研究課題
平成27年度は、脂肪組織由来幹細胞(ADSC)の特性を明らかにするため、マウスADSCの効率よい分離・増殖方法の最適化を試みた。皮下脂肪組織を摘出し、コラゲナーゼやトリプシンなどの酵素処理により幹細胞を遊離し、ADSCの分離・培養を行ったが、用いる酵素の活性や反応時間などの条件で、回収率や生存率などが一定しないことが多かったため、ADSCと他細胞種の増殖速度の差を活かした市販の分離キットの利用を検討した。特殊な加工を施した不繊布上に、採取し裁断した脂肪組織塊を乗せて培養し1週間後にトリプシン処理により細胞を剥離し、新鮮な培地で培養する。これにより、マウス由来0.2g程度の脂肪組織から1週間で100万個程度の細胞が容易かつ安定的に回収可能であり、かつ幹細胞マーカーを高発現しており、ADSCの分離・培養が問題なく行われていることが確認できた。さらにADSCを成熟脂肪細胞、骨細胞へ分化誘導を行って細胞分化能を検討したところ、いずれも分化誘導がかかり目的の細胞へ分化したため、得られたADSCは幹細胞であると断定できた。肥満などの代謝異常の成因の一つに生体内での一酸化窒素が関与していることが報告されているので一酸化窒素合成酵素欠損マウスと野生型マウスからADSCを分離し、その機能を解析した。興味深いことに回収できたADSC数は一酸化窒素合成酵素欠損マウスのほうが多く、また、一酸化窒素が脂肪細胞、骨、血管内皮細胞への分化誘導にどのように影響しているかを検討したところ、脂肪細胞への分化亢進、骨細胞・血管内皮細胞の形態異常が観察された。一酸化窒素が幹細胞数の維持・幹細胞マーカー発現と分化、メタボリックシンドロームの病態発現に何らかの影響を及ぼしていることが示唆された。第15回日本再生医療学会総会・学術集会にて本研究成果について発表報告を行った。
2: おおむね順調に進展している
研究に必要な試薬や器具・機材は十分に提供され、研究はおおむね順調に進んでいる。
平成28年度は、脂肪由来幹細胞がどのような善玉液性因子を分泌しているかを中心に明らかにしていく。脂肪由来幹細胞の特性解析が終了すれば、脂肪由来幹細胞が脂肪組織中での慢性的な炎症反応を抑制しているかを動物モデルを用いながら創薬へつなげていく。

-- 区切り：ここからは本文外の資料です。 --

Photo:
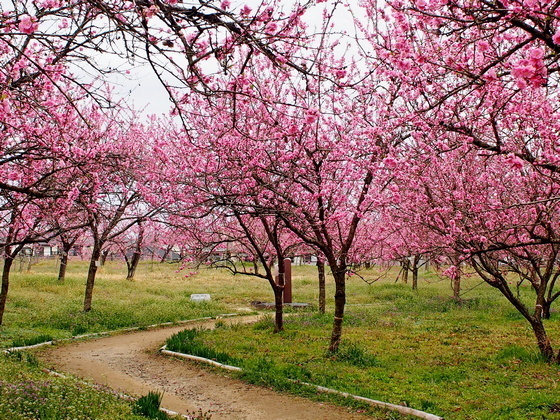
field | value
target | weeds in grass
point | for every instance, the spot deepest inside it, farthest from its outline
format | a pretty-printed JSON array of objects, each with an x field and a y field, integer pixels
[
  {"x": 518, "y": 353},
  {"x": 354, "y": 355},
  {"x": 148, "y": 406},
  {"x": 187, "y": 342},
  {"x": 22, "y": 356},
  {"x": 26, "y": 393},
  {"x": 23, "y": 342}
]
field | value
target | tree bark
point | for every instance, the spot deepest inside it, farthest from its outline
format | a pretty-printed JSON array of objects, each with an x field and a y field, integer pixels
[
  {"x": 414, "y": 268},
  {"x": 322, "y": 285},
  {"x": 66, "y": 247},
  {"x": 279, "y": 297},
  {"x": 543, "y": 341},
  {"x": 8, "y": 261},
  {"x": 133, "y": 265},
  {"x": 92, "y": 271},
  {"x": 456, "y": 284},
  {"x": 405, "y": 268},
  {"x": 339, "y": 305},
  {"x": 63, "y": 265}
]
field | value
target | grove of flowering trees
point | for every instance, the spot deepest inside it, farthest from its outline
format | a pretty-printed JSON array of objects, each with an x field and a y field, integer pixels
[{"x": 431, "y": 130}]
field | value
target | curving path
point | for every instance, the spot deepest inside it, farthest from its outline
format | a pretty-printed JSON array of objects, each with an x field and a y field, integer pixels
[{"x": 130, "y": 363}]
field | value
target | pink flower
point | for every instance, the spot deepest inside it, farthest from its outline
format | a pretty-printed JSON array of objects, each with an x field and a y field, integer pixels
[
  {"x": 245, "y": 11},
  {"x": 271, "y": 28},
  {"x": 536, "y": 53},
  {"x": 28, "y": 24},
  {"x": 390, "y": 162},
  {"x": 515, "y": 161},
  {"x": 311, "y": 115},
  {"x": 340, "y": 73}
]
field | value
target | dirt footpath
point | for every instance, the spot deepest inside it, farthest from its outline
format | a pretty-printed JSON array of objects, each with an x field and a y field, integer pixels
[{"x": 130, "y": 363}]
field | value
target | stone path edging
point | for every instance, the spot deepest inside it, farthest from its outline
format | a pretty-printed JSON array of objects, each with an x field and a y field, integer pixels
[
  {"x": 105, "y": 333},
  {"x": 399, "y": 408}
]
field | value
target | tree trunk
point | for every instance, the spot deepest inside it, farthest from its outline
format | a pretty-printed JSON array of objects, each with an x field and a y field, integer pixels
[
  {"x": 405, "y": 268},
  {"x": 8, "y": 261},
  {"x": 92, "y": 271},
  {"x": 546, "y": 309},
  {"x": 66, "y": 247},
  {"x": 322, "y": 285},
  {"x": 103, "y": 258},
  {"x": 279, "y": 297},
  {"x": 415, "y": 263},
  {"x": 165, "y": 254},
  {"x": 279, "y": 309},
  {"x": 456, "y": 285},
  {"x": 62, "y": 268},
  {"x": 543, "y": 341},
  {"x": 339, "y": 304},
  {"x": 133, "y": 265}
]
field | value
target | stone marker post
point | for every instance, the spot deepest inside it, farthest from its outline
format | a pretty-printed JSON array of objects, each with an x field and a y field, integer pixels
[{"x": 287, "y": 280}]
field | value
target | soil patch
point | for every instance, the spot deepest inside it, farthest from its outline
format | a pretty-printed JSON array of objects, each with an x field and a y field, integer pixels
[{"x": 130, "y": 363}]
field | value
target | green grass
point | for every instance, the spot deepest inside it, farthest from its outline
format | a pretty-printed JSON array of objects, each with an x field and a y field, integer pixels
[
  {"x": 27, "y": 393},
  {"x": 473, "y": 359}
]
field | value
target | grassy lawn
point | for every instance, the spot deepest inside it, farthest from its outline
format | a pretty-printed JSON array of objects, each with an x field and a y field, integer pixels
[{"x": 471, "y": 360}]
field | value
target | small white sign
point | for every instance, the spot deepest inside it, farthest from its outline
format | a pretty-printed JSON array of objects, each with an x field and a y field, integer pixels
[{"x": 200, "y": 297}]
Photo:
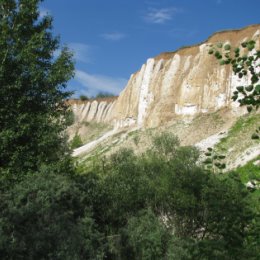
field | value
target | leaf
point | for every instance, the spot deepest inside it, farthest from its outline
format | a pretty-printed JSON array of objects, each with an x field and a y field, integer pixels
[
  {"x": 240, "y": 88},
  {"x": 227, "y": 47},
  {"x": 249, "y": 108},
  {"x": 249, "y": 88},
  {"x": 255, "y": 136}
]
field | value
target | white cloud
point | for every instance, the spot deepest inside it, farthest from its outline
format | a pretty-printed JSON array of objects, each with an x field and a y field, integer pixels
[
  {"x": 81, "y": 51},
  {"x": 115, "y": 36},
  {"x": 160, "y": 16},
  {"x": 44, "y": 12},
  {"x": 99, "y": 83}
]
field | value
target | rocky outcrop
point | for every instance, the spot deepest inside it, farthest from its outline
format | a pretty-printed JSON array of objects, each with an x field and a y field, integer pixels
[
  {"x": 175, "y": 84},
  {"x": 98, "y": 110}
]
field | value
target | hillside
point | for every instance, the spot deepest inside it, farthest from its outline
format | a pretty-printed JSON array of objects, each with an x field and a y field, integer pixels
[{"x": 185, "y": 92}]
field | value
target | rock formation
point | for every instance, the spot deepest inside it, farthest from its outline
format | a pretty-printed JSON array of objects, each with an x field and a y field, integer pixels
[{"x": 174, "y": 84}]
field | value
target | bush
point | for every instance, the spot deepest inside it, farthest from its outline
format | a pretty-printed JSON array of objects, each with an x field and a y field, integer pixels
[
  {"x": 76, "y": 142},
  {"x": 83, "y": 97}
]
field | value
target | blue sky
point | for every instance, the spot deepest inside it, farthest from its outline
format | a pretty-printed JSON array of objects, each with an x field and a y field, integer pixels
[{"x": 111, "y": 39}]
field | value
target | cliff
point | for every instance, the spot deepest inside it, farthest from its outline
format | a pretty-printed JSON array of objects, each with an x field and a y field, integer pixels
[{"x": 176, "y": 84}]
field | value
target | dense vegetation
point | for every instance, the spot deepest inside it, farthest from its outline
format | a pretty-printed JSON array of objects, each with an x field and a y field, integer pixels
[{"x": 158, "y": 205}]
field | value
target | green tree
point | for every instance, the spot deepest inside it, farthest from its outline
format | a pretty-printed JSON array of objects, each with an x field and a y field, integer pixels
[
  {"x": 48, "y": 216},
  {"x": 76, "y": 141},
  {"x": 32, "y": 108},
  {"x": 83, "y": 97},
  {"x": 245, "y": 63}
]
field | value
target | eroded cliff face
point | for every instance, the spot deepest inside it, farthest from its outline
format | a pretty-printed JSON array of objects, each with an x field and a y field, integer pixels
[
  {"x": 175, "y": 84},
  {"x": 98, "y": 110}
]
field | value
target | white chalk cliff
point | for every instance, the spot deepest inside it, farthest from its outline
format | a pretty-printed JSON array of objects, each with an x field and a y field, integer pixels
[{"x": 182, "y": 83}]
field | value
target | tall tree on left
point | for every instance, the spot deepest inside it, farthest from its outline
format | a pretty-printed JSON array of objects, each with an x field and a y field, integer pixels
[{"x": 32, "y": 89}]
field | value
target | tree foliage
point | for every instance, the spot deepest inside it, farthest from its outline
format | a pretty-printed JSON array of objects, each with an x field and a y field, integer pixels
[
  {"x": 32, "y": 93},
  {"x": 245, "y": 63}
]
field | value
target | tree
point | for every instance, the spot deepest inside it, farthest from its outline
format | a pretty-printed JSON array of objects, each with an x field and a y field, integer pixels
[
  {"x": 32, "y": 93},
  {"x": 83, "y": 97},
  {"x": 48, "y": 216},
  {"x": 245, "y": 63}
]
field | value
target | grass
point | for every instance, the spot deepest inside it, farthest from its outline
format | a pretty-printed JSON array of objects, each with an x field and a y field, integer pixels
[
  {"x": 249, "y": 171},
  {"x": 239, "y": 136}
]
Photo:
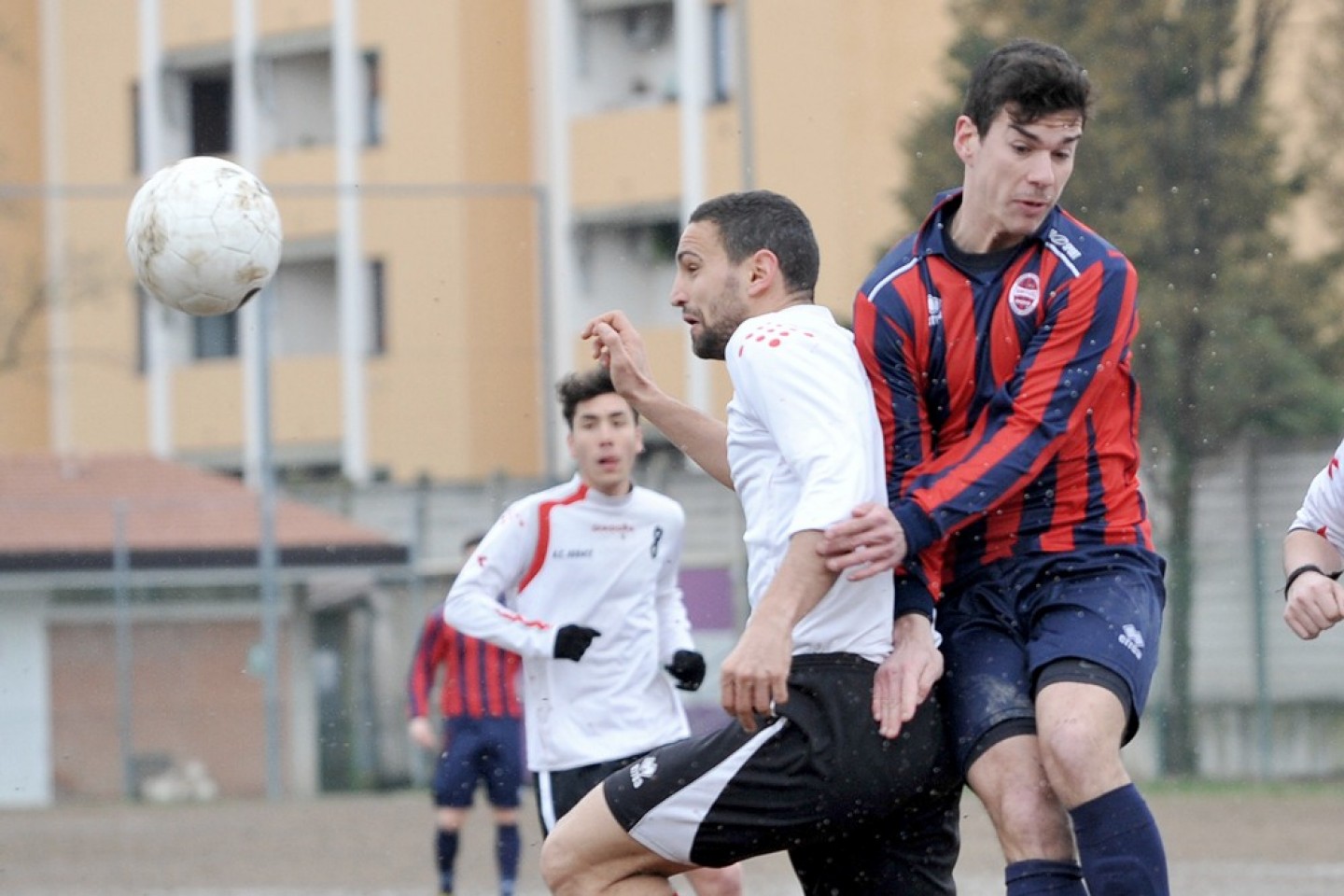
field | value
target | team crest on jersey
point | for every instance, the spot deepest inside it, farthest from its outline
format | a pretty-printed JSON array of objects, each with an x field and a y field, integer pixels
[
  {"x": 643, "y": 770},
  {"x": 1025, "y": 296},
  {"x": 1133, "y": 639},
  {"x": 934, "y": 311}
]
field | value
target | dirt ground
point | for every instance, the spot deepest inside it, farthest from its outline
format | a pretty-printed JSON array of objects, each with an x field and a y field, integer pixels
[{"x": 1246, "y": 841}]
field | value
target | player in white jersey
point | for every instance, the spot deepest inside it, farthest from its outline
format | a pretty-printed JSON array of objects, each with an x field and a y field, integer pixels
[
  {"x": 1313, "y": 555},
  {"x": 825, "y": 761},
  {"x": 589, "y": 569}
]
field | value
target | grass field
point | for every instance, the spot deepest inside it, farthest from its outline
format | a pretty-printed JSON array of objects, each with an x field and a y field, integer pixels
[{"x": 1233, "y": 840}]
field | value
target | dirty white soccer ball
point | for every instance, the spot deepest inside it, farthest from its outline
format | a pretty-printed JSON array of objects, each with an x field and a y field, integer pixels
[{"x": 203, "y": 235}]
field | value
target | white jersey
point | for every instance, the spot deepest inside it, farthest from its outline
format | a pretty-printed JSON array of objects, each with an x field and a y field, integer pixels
[
  {"x": 1323, "y": 508},
  {"x": 804, "y": 450},
  {"x": 574, "y": 555}
]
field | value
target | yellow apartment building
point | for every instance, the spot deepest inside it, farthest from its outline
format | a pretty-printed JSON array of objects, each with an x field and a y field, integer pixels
[{"x": 463, "y": 183}]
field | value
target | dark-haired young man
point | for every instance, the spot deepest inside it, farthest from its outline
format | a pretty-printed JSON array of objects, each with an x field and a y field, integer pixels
[
  {"x": 821, "y": 762},
  {"x": 998, "y": 339},
  {"x": 593, "y": 606}
]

平成27年度は、主として予備的な実験を中心に行ったため、研究代表者が所属していた教室が自家繁殖したマウスと研究分担者として研究を分担した研究先で不要となった培養ディッシュやピペットなどの消耗品を活用するとともに、研究分担の過程で得られた研究材料なども本研究に有効活用することができたため、予想以上の支出が抑えることができた。
平成28年度に、研究代表者は新しい研究機関へ異動した。研究の立ち上げ・実験系の構築などのため、細胞培養に必要な培地や血清の購入、液性因子測定のためのキット、実験小動物などの消耗品の購入、研究打ち合わせのための旅費、社会への研究成果の発信などの費用に使用する予定である。